On the other side of the coin, I can comfortably talk about science and biology with my atheist dad. He's the only person in my life who laps up documentaries as much as I do. But the second I open my mouth to entertain the mere possibility of there being a Creator behind it all, my dad’s eyes glaze over. He doesn’t argue with me, but he’s obviously been burned by the church many times, especially when it came to asking the question, “Why does a loving God allow bad things to happen to innocent people?”

I mean… my paternal grandpa suffered a brain aneurysm that almost completely took away his ability to walk and talk when my dad was in kindergarten.
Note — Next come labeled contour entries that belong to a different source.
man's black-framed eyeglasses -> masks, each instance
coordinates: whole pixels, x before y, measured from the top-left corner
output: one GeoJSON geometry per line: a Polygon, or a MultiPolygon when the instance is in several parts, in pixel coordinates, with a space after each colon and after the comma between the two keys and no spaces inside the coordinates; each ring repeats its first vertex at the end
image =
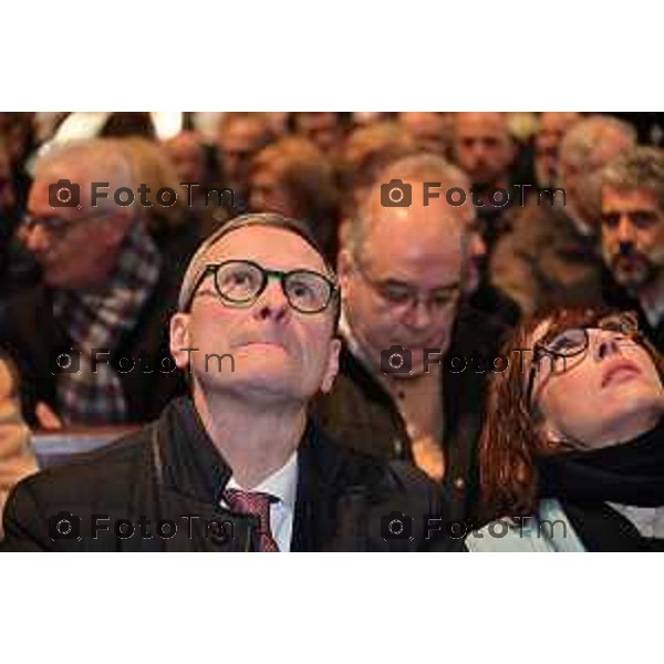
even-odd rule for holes
{"type": "Polygon", "coordinates": [[[300,313],[324,311],[338,294],[338,284],[313,270],[268,270],[251,260],[227,260],[205,267],[191,289],[185,311],[189,311],[200,284],[209,276],[215,279],[215,290],[230,307],[251,307],[268,287],[269,280],[279,279],[289,304],[300,313]]]}
{"type": "Polygon", "coordinates": [[[544,339],[537,342],[532,347],[532,363],[530,364],[530,373],[526,387],[526,404],[528,408],[532,407],[535,376],[539,370],[541,359],[549,356],[551,359],[551,366],[553,366],[557,359],[568,360],[581,355],[590,345],[590,335],[588,334],[588,330],[590,329],[613,332],[616,339],[624,339],[630,342],[640,336],[639,319],[632,311],[604,317],[596,323],[589,323],[588,326],[567,328],[554,332],[552,335],[544,335],[544,339]]]}

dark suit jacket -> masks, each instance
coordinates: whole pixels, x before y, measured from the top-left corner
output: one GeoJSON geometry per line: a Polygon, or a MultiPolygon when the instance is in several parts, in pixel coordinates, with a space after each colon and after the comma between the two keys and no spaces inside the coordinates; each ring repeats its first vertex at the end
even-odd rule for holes
{"type": "MultiPolygon", "coordinates": [[[[298,474],[292,550],[412,551],[428,543],[424,517],[438,515],[440,506],[435,485],[416,468],[336,446],[309,423],[298,452],[298,474]],[[405,533],[409,539],[383,539],[382,522],[393,512],[413,518],[412,532],[405,533]]],[[[252,550],[255,519],[219,506],[230,475],[190,400],[175,400],[156,423],[124,442],[20,483],[6,509],[3,549],[252,550]],[[71,519],[69,512],[74,537],[53,540],[55,523],[71,519]],[[108,516],[100,521],[106,528],[97,538],[95,515],[108,516]],[[121,519],[133,525],[133,537],[116,537],[121,519]],[[152,539],[139,537],[142,520],[152,539]],[[176,535],[157,537],[158,523],[168,520],[176,523],[176,535]]],[[[120,532],[126,535],[128,528],[125,523],[120,532]]]]}
{"type": "MultiPolygon", "coordinates": [[[[495,318],[461,308],[448,357],[463,355],[467,367],[443,372],[440,398],[445,418],[445,501],[449,517],[473,516],[477,500],[477,439],[483,424],[490,371],[476,373],[469,357],[498,355],[507,329],[495,318]]],[[[457,366],[460,366],[457,365],[457,366]]],[[[405,423],[392,397],[364,364],[343,346],[340,374],[332,391],[319,397],[312,414],[343,445],[383,459],[413,460],[405,423]]]]}

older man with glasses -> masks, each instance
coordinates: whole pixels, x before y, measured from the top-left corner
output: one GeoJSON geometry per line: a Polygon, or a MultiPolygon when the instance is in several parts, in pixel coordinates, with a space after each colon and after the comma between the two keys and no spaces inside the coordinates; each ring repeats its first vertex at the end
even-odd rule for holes
{"type": "Polygon", "coordinates": [[[190,395],[114,449],[19,485],[9,549],[429,544],[436,486],[336,446],[308,416],[339,367],[339,289],[303,225],[248,215],[225,226],[193,258],[178,309],[170,349],[190,395]]]}
{"type": "Polygon", "coordinates": [[[71,144],[37,162],[19,237],[41,280],[17,289],[0,320],[32,424],[143,423],[185,390],[175,364],[163,364],[181,271],[151,239],[142,206],[115,199],[132,187],[132,169],[112,139],[71,144]],[[106,198],[95,200],[93,189],[106,198]]]}

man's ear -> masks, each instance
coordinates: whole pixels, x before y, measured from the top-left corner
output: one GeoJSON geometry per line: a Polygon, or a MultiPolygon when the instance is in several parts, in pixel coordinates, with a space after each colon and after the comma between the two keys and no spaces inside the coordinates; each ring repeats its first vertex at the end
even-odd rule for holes
{"type": "Polygon", "coordinates": [[[190,353],[188,351],[191,347],[190,318],[188,313],[175,313],[170,319],[169,349],[178,369],[187,369],[189,365],[190,353]]]}
{"type": "Polygon", "coordinates": [[[321,383],[321,392],[328,394],[332,390],[334,378],[339,373],[339,355],[341,353],[341,339],[334,338],[330,342],[330,356],[328,357],[328,367],[325,369],[325,375],[321,383]]]}

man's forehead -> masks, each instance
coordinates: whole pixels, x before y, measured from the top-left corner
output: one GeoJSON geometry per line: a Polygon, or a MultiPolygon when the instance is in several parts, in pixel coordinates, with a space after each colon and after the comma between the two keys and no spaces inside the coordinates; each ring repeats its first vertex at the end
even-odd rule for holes
{"type": "Polygon", "coordinates": [[[267,226],[248,226],[229,231],[207,249],[203,263],[253,260],[266,268],[308,269],[326,272],[322,257],[299,235],[267,226]]]}

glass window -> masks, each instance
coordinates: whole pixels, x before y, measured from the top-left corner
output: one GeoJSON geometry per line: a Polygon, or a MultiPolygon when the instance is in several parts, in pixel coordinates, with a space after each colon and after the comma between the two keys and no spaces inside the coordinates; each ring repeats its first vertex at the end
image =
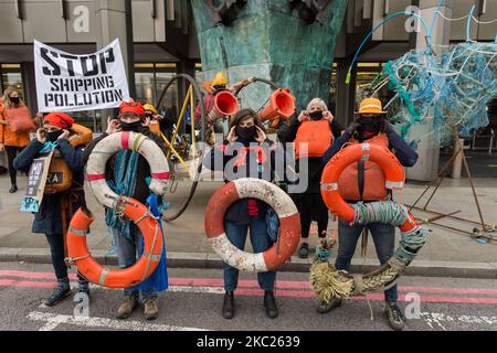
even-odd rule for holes
{"type": "Polygon", "coordinates": [[[19,89],[21,94],[24,92],[20,64],[1,64],[0,72],[2,92],[11,86],[19,89]]]}
{"type": "MultiPolygon", "coordinates": [[[[135,64],[135,85],[136,99],[141,103],[157,105],[163,88],[168,82],[176,75],[176,63],[136,63],[135,64]]],[[[161,106],[171,109],[178,105],[177,83],[168,90],[161,106]]]]}
{"type": "MultiPolygon", "coordinates": [[[[371,83],[377,78],[378,74],[383,69],[382,63],[358,63],[357,64],[357,94],[356,94],[356,105],[359,106],[360,101],[364,98],[374,97],[380,100],[388,101],[389,90],[388,85],[383,85],[380,89],[372,89],[371,83]]],[[[380,82],[378,82],[379,84],[380,82]]]]}

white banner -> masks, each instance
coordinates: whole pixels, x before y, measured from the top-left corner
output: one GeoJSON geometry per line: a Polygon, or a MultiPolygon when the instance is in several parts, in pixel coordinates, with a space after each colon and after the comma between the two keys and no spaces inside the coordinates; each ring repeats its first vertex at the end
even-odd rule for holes
{"type": "Polygon", "coordinates": [[[119,40],[87,55],[34,41],[34,71],[42,113],[116,108],[130,99],[119,40]]]}

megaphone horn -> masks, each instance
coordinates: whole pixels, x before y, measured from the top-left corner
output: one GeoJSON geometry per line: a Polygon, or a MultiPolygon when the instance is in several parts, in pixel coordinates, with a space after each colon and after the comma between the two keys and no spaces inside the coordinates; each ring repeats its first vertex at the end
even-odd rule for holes
{"type": "Polygon", "coordinates": [[[261,113],[261,119],[272,120],[276,117],[288,119],[295,113],[295,97],[288,88],[279,88],[269,97],[269,105],[261,113]]]}
{"type": "Polygon", "coordinates": [[[209,113],[209,121],[213,122],[225,116],[233,116],[239,113],[239,99],[230,90],[221,90],[214,97],[214,107],[209,113]]]}

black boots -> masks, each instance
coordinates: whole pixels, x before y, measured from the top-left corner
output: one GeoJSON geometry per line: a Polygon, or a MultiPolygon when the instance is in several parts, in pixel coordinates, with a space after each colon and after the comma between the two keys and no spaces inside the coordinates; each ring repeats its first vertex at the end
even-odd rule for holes
{"type": "Polygon", "coordinates": [[[264,308],[266,309],[267,318],[275,319],[278,317],[278,307],[276,307],[273,291],[266,291],[264,293],[264,308]]]}
{"type": "Polygon", "coordinates": [[[57,287],[55,287],[52,295],[45,300],[44,304],[46,307],[53,307],[68,297],[71,292],[68,278],[57,279],[57,287]]]}
{"type": "MultiPolygon", "coordinates": [[[[278,307],[276,307],[273,291],[266,291],[264,293],[264,309],[266,310],[267,318],[275,319],[278,317],[278,307]]],[[[222,313],[223,318],[228,320],[234,317],[234,296],[232,291],[226,291],[224,295],[222,313]]]]}
{"type": "Polygon", "coordinates": [[[232,291],[226,291],[223,301],[223,318],[233,319],[234,317],[234,297],[232,291]]]}

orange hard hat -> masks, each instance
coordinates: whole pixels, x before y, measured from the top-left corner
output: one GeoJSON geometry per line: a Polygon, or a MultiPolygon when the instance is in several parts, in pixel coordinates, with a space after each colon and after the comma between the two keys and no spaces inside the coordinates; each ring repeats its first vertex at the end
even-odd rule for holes
{"type": "Polygon", "coordinates": [[[387,114],[387,111],[383,111],[380,99],[366,98],[361,101],[359,111],[356,111],[356,114],[387,114]]]}

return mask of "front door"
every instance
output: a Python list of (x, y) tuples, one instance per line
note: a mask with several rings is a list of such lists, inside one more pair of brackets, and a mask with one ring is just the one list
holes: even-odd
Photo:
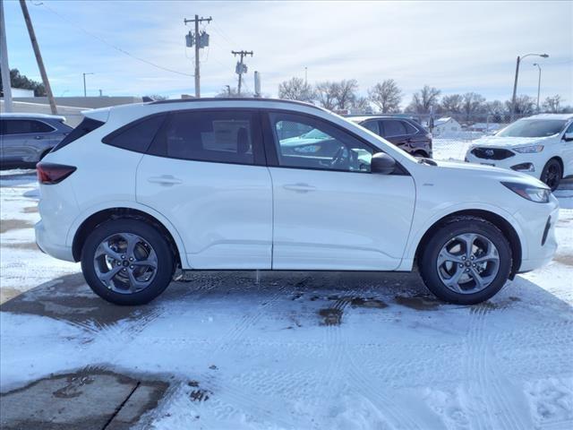
[(412, 177), (372, 174), (379, 150), (321, 118), (271, 112), (265, 121), (273, 269), (397, 269), (414, 213)]
[(177, 229), (184, 268), (270, 269), (272, 188), (260, 125), (254, 111), (174, 112), (143, 156), (137, 200)]

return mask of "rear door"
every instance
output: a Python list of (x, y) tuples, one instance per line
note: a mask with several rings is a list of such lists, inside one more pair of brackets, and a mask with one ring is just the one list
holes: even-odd
[[(372, 155), (380, 150), (321, 118), (277, 111), (264, 126), (274, 195), (273, 269), (396, 269), (414, 213), (412, 177), (372, 174)], [(286, 130), (316, 130), (324, 137), (315, 150), (293, 153), (294, 137)], [(321, 151), (333, 142), (338, 150)]]
[(176, 111), (141, 159), (137, 201), (177, 229), (186, 268), (270, 269), (272, 186), (261, 141), (254, 110)]
[(381, 135), (396, 146), (407, 145), (410, 135), (403, 121), (399, 119), (382, 119), (379, 122)]

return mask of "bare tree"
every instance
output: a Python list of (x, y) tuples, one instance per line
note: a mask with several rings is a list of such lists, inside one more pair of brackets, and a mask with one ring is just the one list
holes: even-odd
[(424, 85), (418, 92), (414, 93), (407, 110), (418, 114), (428, 114), (430, 108), (438, 105), (438, 96), (441, 91), (437, 88)]
[(318, 82), (314, 87), (314, 97), (319, 104), (329, 110), (334, 110), (337, 107), (337, 97), (338, 94), (338, 85), (337, 82), (324, 81)]
[(555, 94), (552, 97), (548, 97), (545, 99), (545, 101), (543, 102), (543, 109), (546, 112), (551, 112), (552, 114), (557, 114), (558, 112), (560, 111), (560, 105), (561, 105), (561, 96), (560, 96), (559, 94)]
[(464, 98), (461, 94), (449, 94), (441, 98), (441, 110), (446, 114), (461, 114)]
[(368, 98), (383, 114), (399, 112), (402, 90), (396, 81), (387, 79), (368, 90)]
[(278, 97), (289, 100), (312, 101), (312, 87), (302, 78), (291, 78), (278, 84)]
[(506, 116), (509, 114), (508, 109), (500, 100), (488, 101), (485, 104), (485, 110), (493, 123), (504, 122)]
[(485, 98), (475, 92), (466, 92), (463, 99), (462, 108), (466, 114), (466, 121), (469, 121), (475, 114), (483, 110)]
[(363, 114), (372, 113), (372, 106), (367, 97), (358, 97), (352, 104), (352, 108), (360, 111)]
[[(511, 101), (505, 102), (506, 107), (509, 112), (511, 112)], [(537, 104), (536, 99), (533, 97), (522, 94), (516, 98), (515, 113), (520, 116), (526, 116), (527, 115), (533, 115), (535, 111), (535, 106)]]
[(355, 79), (342, 80), (336, 84), (336, 99), (338, 109), (348, 109), (356, 101), (358, 96), (358, 81)]

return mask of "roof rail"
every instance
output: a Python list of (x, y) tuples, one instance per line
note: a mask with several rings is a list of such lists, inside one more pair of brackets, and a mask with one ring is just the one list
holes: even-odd
[(252, 97), (206, 97), (201, 99), (173, 99), (169, 100), (158, 100), (150, 102), (150, 105), (164, 105), (169, 103), (201, 103), (201, 101), (262, 101), (262, 102), (281, 102), (292, 103), (294, 105), (306, 106), (307, 108), (314, 108), (322, 110), (322, 108), (307, 103), (305, 101), (287, 100), (285, 99), (255, 99)]

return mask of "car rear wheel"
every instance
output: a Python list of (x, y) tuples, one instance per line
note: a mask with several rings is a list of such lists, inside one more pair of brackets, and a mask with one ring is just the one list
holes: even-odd
[(547, 161), (547, 164), (541, 172), (541, 180), (549, 186), (552, 191), (555, 191), (561, 181), (561, 164), (555, 159)]
[(81, 270), (91, 289), (116, 305), (143, 305), (169, 285), (175, 270), (169, 244), (138, 219), (100, 224), (86, 239)]
[(445, 222), (428, 241), (420, 273), (439, 298), (460, 305), (488, 300), (507, 282), (511, 247), (493, 224), (475, 217)]

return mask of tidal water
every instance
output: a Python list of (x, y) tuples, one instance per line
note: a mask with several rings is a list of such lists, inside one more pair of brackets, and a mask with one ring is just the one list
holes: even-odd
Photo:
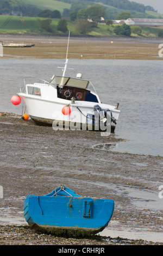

Years later, I was born, and my dad had to watch me suffer for my entire life while he couldn’t do much of anything about it except make me take my pills and do my treatments. 

Naturally, when my dad asked that very important question about suffering to his fundamentalist, Lutheran pastors, he was given less-than-satisfactory answers, to say the least. Couple that with my dad’s childhood love for science and science-fiction, and the fact that he was desperate to leave the farm he was raised upon for the city, and you get… well… the fervent, jaded atheist he is today. 

Again, I don’t blame him one bit. 

However, I wish there was a way to marry the hours-long spiritual conversations I can have with my Christian family members, with the hours-long conversations about science I can have with my dad.

Good news is, there is a way to marry those two. Youtube is a thing, after all. But, now the question is: do I have the balls- er I mean ovaries- to do it?